During a learning trial, bees were stimulated with odorant for 3 s (CS+ or CS−). The bee antenna was touched with sugar solution 2 s after the beginning of odorant stimulation for the CS+ but not for the CS−. If bees showed PER after antenna stimulation with US they were fed 1 µL of the sugar solution used as US.

Memory retrieval tests were performed 1 h and 24 h after conditioning. During a retrieval test both CS+ and CS− were presented in a random order at 1 min intervals without US and we recorded whether bees showed PER. Bees were then fed with 5 µl of sucrose 40% to test for their motivation and bees non-responding by PER were discarded. Once fed, bees were kept at 28 °C in the dark with 70–80% relative humidity until the 24 h test, which was performed the same way.

Data analysis

Statistics were computed using R Studio 1.1.423 and R3.4.0; α was set to 0.05.

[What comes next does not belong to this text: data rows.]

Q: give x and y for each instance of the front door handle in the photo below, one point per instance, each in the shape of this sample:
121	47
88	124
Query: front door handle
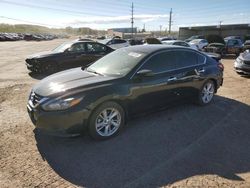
172	79
202	70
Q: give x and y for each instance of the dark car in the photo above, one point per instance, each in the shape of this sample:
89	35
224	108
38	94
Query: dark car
242	63
195	37
125	82
233	46
151	40
246	45
218	48
68	55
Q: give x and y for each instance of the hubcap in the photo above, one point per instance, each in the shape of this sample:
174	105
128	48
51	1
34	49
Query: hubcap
108	122
207	92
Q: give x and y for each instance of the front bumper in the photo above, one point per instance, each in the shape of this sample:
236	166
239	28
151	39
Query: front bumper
70	122
242	68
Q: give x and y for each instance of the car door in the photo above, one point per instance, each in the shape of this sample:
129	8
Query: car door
94	51
190	72
158	89
74	56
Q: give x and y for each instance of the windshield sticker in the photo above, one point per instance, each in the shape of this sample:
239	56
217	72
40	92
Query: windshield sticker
134	54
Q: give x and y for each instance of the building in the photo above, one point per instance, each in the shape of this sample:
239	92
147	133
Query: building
223	30
121	31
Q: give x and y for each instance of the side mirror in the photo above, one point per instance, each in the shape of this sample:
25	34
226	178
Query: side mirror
145	73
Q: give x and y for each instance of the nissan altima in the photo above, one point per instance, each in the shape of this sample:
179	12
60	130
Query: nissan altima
131	80
67	55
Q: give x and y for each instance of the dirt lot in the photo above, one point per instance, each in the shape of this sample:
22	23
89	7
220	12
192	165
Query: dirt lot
183	146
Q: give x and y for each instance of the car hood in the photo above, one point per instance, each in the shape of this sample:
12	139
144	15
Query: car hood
43	54
73	79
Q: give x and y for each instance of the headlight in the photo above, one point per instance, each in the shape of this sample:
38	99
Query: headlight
61	104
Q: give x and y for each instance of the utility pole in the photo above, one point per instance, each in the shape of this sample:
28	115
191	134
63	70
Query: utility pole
170	21
132	20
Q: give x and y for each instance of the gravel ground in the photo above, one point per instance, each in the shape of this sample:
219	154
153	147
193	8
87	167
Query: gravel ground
182	146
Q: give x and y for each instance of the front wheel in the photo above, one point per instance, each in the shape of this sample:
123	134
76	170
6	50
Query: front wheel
106	121
206	93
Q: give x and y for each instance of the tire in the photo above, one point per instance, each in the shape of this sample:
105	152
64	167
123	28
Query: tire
49	68
106	121
206	93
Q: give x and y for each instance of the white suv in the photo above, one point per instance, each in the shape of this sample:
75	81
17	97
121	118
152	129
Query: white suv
115	43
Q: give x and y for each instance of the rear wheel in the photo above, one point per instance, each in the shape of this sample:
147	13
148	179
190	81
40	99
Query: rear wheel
206	93
106	121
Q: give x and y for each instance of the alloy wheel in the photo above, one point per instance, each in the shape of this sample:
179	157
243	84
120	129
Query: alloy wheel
108	122
207	92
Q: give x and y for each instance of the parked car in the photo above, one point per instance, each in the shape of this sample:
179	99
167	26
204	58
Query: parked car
179	43
68	55
151	40
166	38
115	43
85	39
195	37
125	82
233	46
246	45
133	42
242	63
200	43
218	48
233	37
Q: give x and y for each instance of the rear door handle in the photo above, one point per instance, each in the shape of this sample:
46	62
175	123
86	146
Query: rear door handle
172	79
202	70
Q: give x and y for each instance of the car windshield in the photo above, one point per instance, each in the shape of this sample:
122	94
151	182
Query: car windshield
63	47
104	41
118	63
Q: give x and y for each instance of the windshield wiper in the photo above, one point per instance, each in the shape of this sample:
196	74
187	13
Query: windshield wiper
93	71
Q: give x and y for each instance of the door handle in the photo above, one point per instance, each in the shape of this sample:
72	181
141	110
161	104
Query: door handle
172	79
202	70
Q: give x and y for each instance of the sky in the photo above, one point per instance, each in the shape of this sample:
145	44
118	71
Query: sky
105	14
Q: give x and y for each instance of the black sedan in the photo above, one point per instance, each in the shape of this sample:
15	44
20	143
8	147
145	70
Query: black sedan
242	63
68	55
125	82
218	48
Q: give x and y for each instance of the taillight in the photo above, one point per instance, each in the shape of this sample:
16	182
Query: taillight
221	66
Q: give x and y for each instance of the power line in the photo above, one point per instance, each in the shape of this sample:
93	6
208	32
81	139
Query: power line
35	23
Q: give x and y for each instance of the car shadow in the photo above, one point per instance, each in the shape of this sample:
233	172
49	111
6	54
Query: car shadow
158	149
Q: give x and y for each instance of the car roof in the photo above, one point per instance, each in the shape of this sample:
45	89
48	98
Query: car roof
151	48
217	43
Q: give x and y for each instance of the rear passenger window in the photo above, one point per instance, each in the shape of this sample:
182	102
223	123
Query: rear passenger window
161	62
188	58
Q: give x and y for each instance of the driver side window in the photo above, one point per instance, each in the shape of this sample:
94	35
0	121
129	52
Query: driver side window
78	47
161	62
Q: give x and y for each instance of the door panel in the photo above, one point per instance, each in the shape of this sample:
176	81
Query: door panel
151	92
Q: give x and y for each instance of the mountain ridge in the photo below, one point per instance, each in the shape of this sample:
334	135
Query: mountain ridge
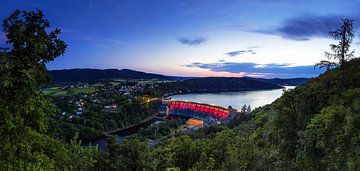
94	75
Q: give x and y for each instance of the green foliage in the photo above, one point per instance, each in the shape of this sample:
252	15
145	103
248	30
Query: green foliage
340	54
313	126
23	109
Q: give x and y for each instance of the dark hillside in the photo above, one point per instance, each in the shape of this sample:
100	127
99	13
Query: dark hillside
314	125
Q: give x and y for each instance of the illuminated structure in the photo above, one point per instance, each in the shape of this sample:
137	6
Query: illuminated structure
208	113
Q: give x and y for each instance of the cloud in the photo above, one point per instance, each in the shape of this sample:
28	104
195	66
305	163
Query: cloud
192	42
306	27
270	70
101	41
239	52
255	47
2	39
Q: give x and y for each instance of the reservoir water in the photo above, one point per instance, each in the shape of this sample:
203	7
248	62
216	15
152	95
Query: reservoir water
234	99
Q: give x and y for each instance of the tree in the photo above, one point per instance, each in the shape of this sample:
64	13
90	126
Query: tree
340	54
23	109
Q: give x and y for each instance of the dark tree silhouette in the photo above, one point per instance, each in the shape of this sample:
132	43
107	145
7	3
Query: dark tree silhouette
340	53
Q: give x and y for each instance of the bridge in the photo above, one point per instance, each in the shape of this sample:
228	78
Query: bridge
210	114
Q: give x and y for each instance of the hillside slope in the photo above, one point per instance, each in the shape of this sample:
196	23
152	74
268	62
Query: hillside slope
314	126
216	84
92	75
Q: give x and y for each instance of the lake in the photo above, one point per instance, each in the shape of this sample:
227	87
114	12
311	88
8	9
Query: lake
234	99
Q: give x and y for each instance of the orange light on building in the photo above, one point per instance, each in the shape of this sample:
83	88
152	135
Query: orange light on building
192	122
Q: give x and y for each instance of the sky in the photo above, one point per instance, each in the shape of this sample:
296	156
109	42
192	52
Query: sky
233	38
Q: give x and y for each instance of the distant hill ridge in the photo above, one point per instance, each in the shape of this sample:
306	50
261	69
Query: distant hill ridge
94	75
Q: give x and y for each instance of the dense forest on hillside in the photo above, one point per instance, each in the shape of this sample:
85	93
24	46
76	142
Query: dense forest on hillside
312	127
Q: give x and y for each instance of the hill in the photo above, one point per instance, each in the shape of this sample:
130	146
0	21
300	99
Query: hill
93	75
314	126
285	82
213	84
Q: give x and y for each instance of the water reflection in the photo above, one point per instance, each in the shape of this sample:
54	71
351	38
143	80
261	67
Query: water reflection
234	99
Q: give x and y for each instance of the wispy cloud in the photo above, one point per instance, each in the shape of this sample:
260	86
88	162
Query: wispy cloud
270	70
192	41
101	41
255	47
305	27
239	52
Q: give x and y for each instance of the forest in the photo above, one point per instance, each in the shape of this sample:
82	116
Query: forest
312	127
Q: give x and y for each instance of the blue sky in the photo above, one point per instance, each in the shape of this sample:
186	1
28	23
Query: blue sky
264	38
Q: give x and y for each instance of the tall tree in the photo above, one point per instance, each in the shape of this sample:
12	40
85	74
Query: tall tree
341	52
23	109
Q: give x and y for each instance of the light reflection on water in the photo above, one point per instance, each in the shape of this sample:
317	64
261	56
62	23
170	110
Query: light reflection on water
235	99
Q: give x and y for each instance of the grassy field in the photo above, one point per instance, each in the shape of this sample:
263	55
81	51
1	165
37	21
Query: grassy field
56	91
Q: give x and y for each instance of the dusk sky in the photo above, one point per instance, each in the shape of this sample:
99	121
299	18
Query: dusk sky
264	38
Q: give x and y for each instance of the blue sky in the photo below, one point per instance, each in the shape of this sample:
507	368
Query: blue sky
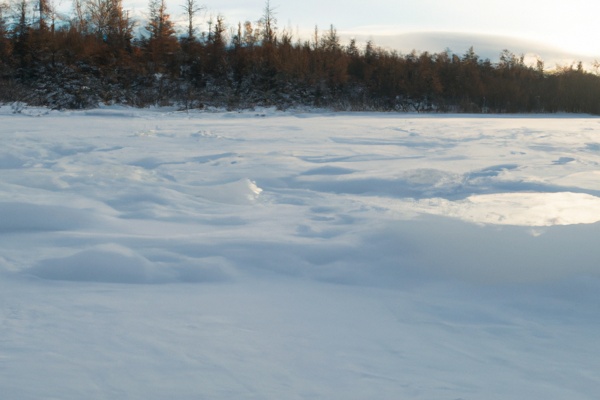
570	25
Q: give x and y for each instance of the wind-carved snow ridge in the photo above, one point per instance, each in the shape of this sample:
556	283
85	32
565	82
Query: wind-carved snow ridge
289	256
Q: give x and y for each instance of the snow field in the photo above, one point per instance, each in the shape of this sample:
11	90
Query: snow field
268	255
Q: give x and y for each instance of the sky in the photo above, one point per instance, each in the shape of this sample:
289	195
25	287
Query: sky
570	26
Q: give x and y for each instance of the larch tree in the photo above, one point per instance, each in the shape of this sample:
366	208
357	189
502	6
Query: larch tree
162	42
191	8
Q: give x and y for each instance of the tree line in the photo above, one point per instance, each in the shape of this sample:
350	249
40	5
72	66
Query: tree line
99	53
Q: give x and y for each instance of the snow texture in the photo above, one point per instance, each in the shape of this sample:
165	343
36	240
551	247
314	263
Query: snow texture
152	254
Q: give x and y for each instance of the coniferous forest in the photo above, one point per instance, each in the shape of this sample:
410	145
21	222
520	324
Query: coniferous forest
99	54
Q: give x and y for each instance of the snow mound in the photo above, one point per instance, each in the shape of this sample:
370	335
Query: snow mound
108	263
243	191
23	217
112	263
522	209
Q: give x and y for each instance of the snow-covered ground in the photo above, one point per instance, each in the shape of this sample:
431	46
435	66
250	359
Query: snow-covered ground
147	254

Electrophysiological recordings were analyzed for each odorant using a mixed model; the factors were thymol treatment (0, 0.1 or 1 µg/µl), odorant concentrations (0%, 0.1%, 1%, 10% and 100%, treated as a repeated measurement within each bee, i.e. the factor bee was random) and their interaction. Sample sizes are reported in Fig. 1.

In behavioral experiments, there were 20 to 42 bees (average 30) for each combination odorant/thymol/sugar (Table 1). In each experiment the measure we report is the occurrence of PER to the odorant alone. Bees who didn’t show PER for US stimulations were discarded. As PER is binary data, we used generalized linear models to assess the effects of the three factors (sugar reward [two levels: sucrose or fructose], conditioned odorant [i.e. CS+: either one of 1-hexanol, 1-octanol, 2-hexanol or 2-octanol] and thymol treatment [three levels: 0, 0.1 or 1 µg per animal]) and of their interactions. Performance during retrieval tests was evaluated using logistic regressions. Performance during training was evaluated using generalized estimating equation (GEE), a type of logistic regression used for repeated measurements; in that case, we used trial as a repeated measurement within each bee (i.e. random factor) beside sugar, odorant and thymol factors.

To evaluate whether the different treatments affect odorant discrimination during the retrieval tests we performed McNemar’s test to compare within each combination odorant*sucrose*thymol the response rate between CS+ and CS−. McNemar’s test was also used to compare performance during the 4th learning trial (the last one) and each of the two retrieval tests; in that case, Holm’s correction was used to correct for repeated measurements (Table 2).